Abstract
Intelligent fault diagnosis using deep learning has achieved much success in recent years. Using deep learning method to diagnose bearing fault requires designing an appropriate neural network model and then train with a massive data. On the one hand, up to now, a variety of neural network structures have been proposed for different diagnostic tasks, but there is a lack of research of unified structure. On the other hand, the fault data of the training neural network are collected from the fault location point, which is quite different from the actual data, because the sensor cannot be located at the fault location point accurately. This paper attempts to design a unified neural network structure based on Resnet and improve the generalization performance by using transfer learning techniques. The effectiveness of the proposed method in this paper is verified using experiment under different working loads and non-fault location point.
Introduction
Bearing is an important component of mechanical equipment, and its health will have a great impact on the overall safety performance of machinery.1,2 Therefore, bearing fault diagnosis is an important research content.

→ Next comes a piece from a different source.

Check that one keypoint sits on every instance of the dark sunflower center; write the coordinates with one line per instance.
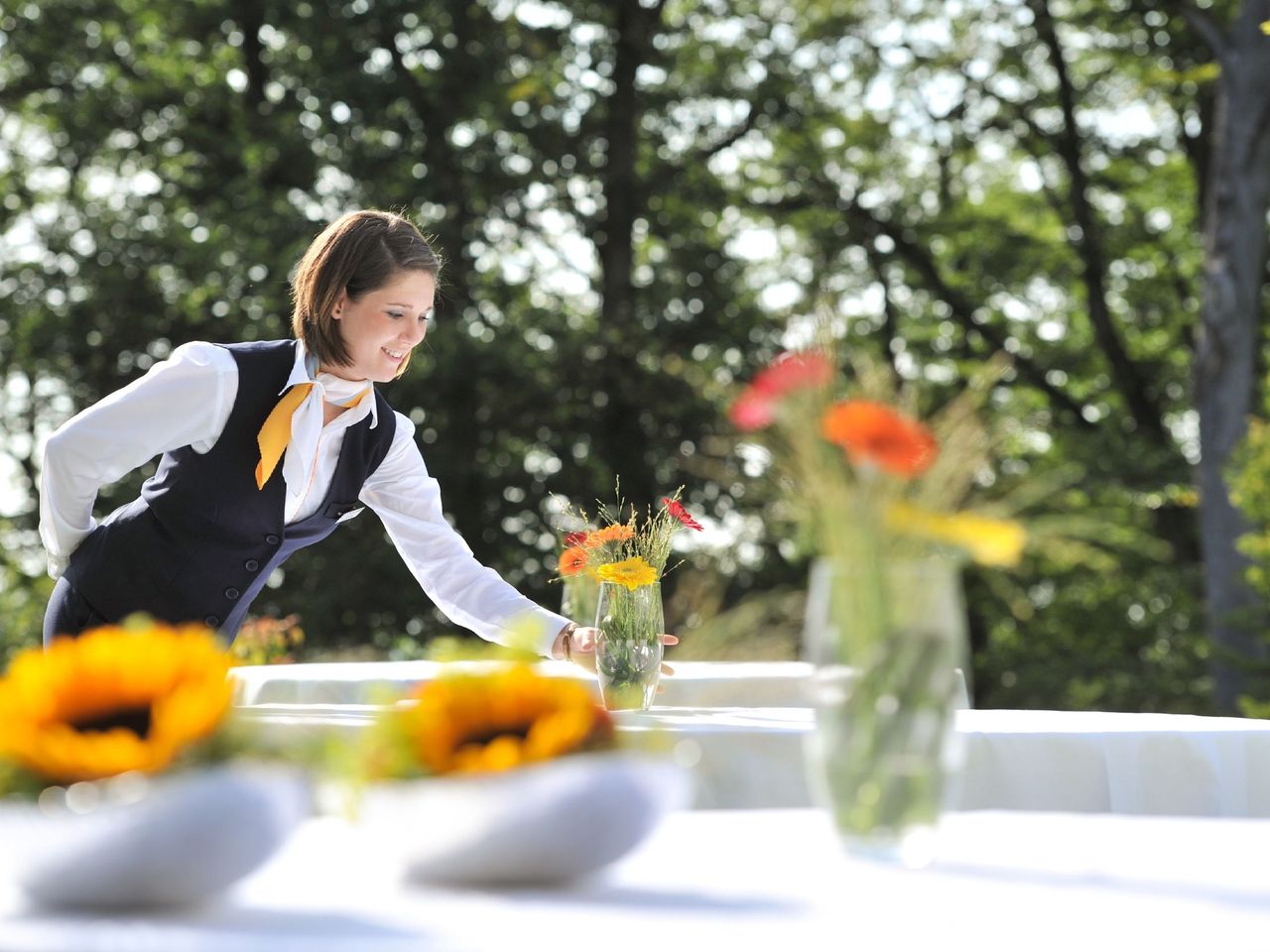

In the past few years, bearing fault diagnosis methods have developed rapidly. Many researches have proposed various intelligent diagnosis algorithms combining feature extraction methods and pattern classification. Zhang and Zhou 3 and Peng et al. 4 improved ensemble empirical mode decomposition (EEMD) and Hilbert-Huang transform (HHT) methods, respectively, for bearing fault diagnosis. Yan et al. 5 and Lei et al. 6 reviewed the application of wavelet analysis and empirical mode decomposition (EMD) in fault diagnosis, respectively. Her-Terng et al.7–9 studied ball-bearing fault diagnosis based on chaotic system and fractal theory. Although these algorithms improve the classification accuracy and efficiency of bearing fault diagnosis greatly, in the era of large data, to face complex mechanical systems and massive monitoring data, traditional intelligent diagnosis algorithms may have lost their advantages because of the limitations of applicability. In the era of big data, the deep learning methods developed in recent years have been widely used in many important fields.10,11 In bearing fault diagnosis, exploring the use of deep learning algorithm to solve different problems has become a hot research issue.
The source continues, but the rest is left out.